HANOVER, PA.— Fiscal 2020 was a year of contrasts for Utz Brands, Inc. The company started the year as privately held, but finished as publicly traded after combining with Collier Creek Holdings and going public in August 2020. Utz Brands finished fiscal 2020 in a strong fashion as fourth quarter sales rose 22% but incurred a quarterly loss due to expenses related to the acquisition of Truco Enterprises.

“Looking at the numbers in the fourth quarter, our financial results were very strong, with net sales growing over 22% and nearly 7% on a pro forma basis, which excludes the 53rd week in Q4,” said Dylan B. Lissette, chief executive officer, during a March 18 conference call with securities analysts.

From a market share perspective, he said the company gained share across potato chips, tortilla chips and pork rinds during the quarter. The product lines make up more than 65% of the company’s retail sales.
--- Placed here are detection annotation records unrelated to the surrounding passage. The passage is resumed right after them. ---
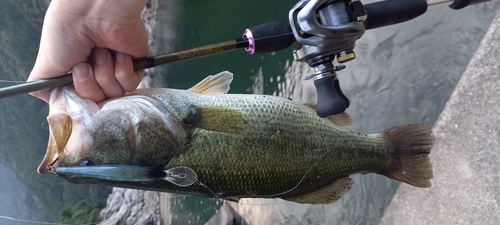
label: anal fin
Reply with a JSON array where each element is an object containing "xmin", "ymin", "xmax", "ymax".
[{"xmin": 283, "ymin": 177, "xmax": 353, "ymax": 204}]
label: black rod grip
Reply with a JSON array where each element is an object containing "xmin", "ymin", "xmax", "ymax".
[
  {"xmin": 365, "ymin": 0, "xmax": 427, "ymax": 30},
  {"xmin": 450, "ymin": 0, "xmax": 490, "ymax": 10},
  {"xmin": 243, "ymin": 21, "xmax": 294, "ymax": 54}
]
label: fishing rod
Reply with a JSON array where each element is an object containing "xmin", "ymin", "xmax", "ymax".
[{"xmin": 0, "ymin": 0, "xmax": 490, "ymax": 117}]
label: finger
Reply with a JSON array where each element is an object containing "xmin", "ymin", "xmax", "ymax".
[
  {"xmin": 94, "ymin": 48, "xmax": 125, "ymax": 98},
  {"xmin": 115, "ymin": 52, "xmax": 142, "ymax": 92},
  {"xmin": 73, "ymin": 63, "xmax": 106, "ymax": 102}
]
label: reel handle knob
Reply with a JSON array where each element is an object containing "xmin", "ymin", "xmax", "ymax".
[{"xmin": 314, "ymin": 76, "xmax": 350, "ymax": 117}]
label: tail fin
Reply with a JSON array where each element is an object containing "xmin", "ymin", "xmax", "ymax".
[{"xmin": 380, "ymin": 123, "xmax": 434, "ymax": 188}]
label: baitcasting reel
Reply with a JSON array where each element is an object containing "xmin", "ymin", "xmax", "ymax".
[{"xmin": 289, "ymin": 0, "xmax": 367, "ymax": 117}]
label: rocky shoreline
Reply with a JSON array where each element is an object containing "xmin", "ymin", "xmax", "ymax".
[{"xmin": 99, "ymin": 0, "xmax": 161, "ymax": 225}]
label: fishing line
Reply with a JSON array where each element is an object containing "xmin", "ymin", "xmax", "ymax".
[
  {"xmin": 0, "ymin": 216, "xmax": 120, "ymax": 225},
  {"xmin": 0, "ymin": 79, "xmax": 26, "ymax": 84}
]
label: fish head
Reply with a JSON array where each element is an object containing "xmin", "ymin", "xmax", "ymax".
[{"xmin": 38, "ymin": 87, "xmax": 186, "ymax": 177}]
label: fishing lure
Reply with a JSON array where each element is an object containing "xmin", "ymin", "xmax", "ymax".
[{"xmin": 54, "ymin": 165, "xmax": 197, "ymax": 187}]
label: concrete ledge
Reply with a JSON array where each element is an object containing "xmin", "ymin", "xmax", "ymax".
[{"xmin": 380, "ymin": 9, "xmax": 500, "ymax": 225}]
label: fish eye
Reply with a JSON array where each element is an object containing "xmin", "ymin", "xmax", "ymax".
[{"xmin": 80, "ymin": 159, "xmax": 95, "ymax": 166}]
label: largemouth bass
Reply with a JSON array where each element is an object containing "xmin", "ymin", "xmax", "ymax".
[{"xmin": 38, "ymin": 72, "xmax": 434, "ymax": 204}]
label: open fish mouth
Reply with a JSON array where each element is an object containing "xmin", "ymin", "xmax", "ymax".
[{"xmin": 38, "ymin": 87, "xmax": 99, "ymax": 174}]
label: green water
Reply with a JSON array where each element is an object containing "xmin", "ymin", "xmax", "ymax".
[{"xmin": 154, "ymin": 0, "xmax": 500, "ymax": 224}]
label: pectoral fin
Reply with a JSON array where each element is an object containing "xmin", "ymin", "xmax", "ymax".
[
  {"xmin": 184, "ymin": 106, "xmax": 245, "ymax": 133},
  {"xmin": 283, "ymin": 177, "xmax": 353, "ymax": 204},
  {"xmin": 188, "ymin": 71, "xmax": 233, "ymax": 94}
]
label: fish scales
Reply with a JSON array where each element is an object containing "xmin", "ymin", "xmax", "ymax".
[
  {"xmin": 141, "ymin": 90, "xmax": 390, "ymax": 197},
  {"xmin": 38, "ymin": 72, "xmax": 434, "ymax": 204}
]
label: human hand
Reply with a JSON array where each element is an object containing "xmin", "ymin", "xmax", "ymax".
[{"xmin": 28, "ymin": 0, "xmax": 149, "ymax": 102}]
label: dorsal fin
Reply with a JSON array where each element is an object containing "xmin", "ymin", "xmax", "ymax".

“In potato chips, we drove double-digit growth, which was nearly double the category as we continue to increase distribution of our flagship Utz brand outside of our core regions, and Zapp's remained on its double-digit growth trajectory,” he said.

For the quarter ended Jan. 3, Utz Brands, Inc. recorded a loss of $7.97 million, which was an improvement over the pro forma results from the year prior when the company incurred a loss of $24.7 million.

Quarterly sales were $246 million, up from $202 million for the fourth quarter of 2019.

Pro forma sales in 2020 were $964 million, an increase over 2019 when the company had sales of $768 million.

“In 2020, we saw significant growth in households buying our product with higher dollars per buyer being spent and increasing rates of repurchase,” Mr. Lissette said. “We grew buyers by more than 3 million for the 52 weeks ending Dec. 27, 2020, versus the prior year, which is nearly two-times more than any other salty snack competitor during this period.

“Moreover, our rates of repurchase increased year-over-year to 70%, suggesting stickiness for this increase in the number of households. We've seen the total number of buyers growing throughout 2020, and coupled with increasing repeat rates, we continue to gain confidence about what this means for the company's long-term growth prospects.”

The company is guiding fiscal 2021 sales will be approximately $1.16 billion. Adjusted EBITDA will be in a range between $180 million and $190 million, and adjusted earnings per share will be between 70¢ and 75¢ per share.

“We expect modest organic sales growth year-over-year, even as we lap fiscal '20 organic growth of over 8%,” said Cary D. Devore, chief financial officer. “We began the year with good momentum, with strong retail sales growth through February, and we expect full-year 2021 organic growth, led by incremental distribution, innovation and price/mix, partially offset by the COVID-19-related lap and our continued DSD route conversion to independent operators.”

Since August, the company has made three acquisitions in H.K. Anderson, On the Border tortilla chips, and Vintners. The Vintners acquisition was closed in February, and Mr. Lissette said it will provide Utz Brands with a strong DSD presence with approximately 55 routes.

“Our acquisitions of H.K. Anderson, On the Border tortilla chips and dips, and Vintners will collectively enhance our geographic footprint, enable us to drive increased penetration of our power brands, and enhance our strength in key products of subcategories,” he said.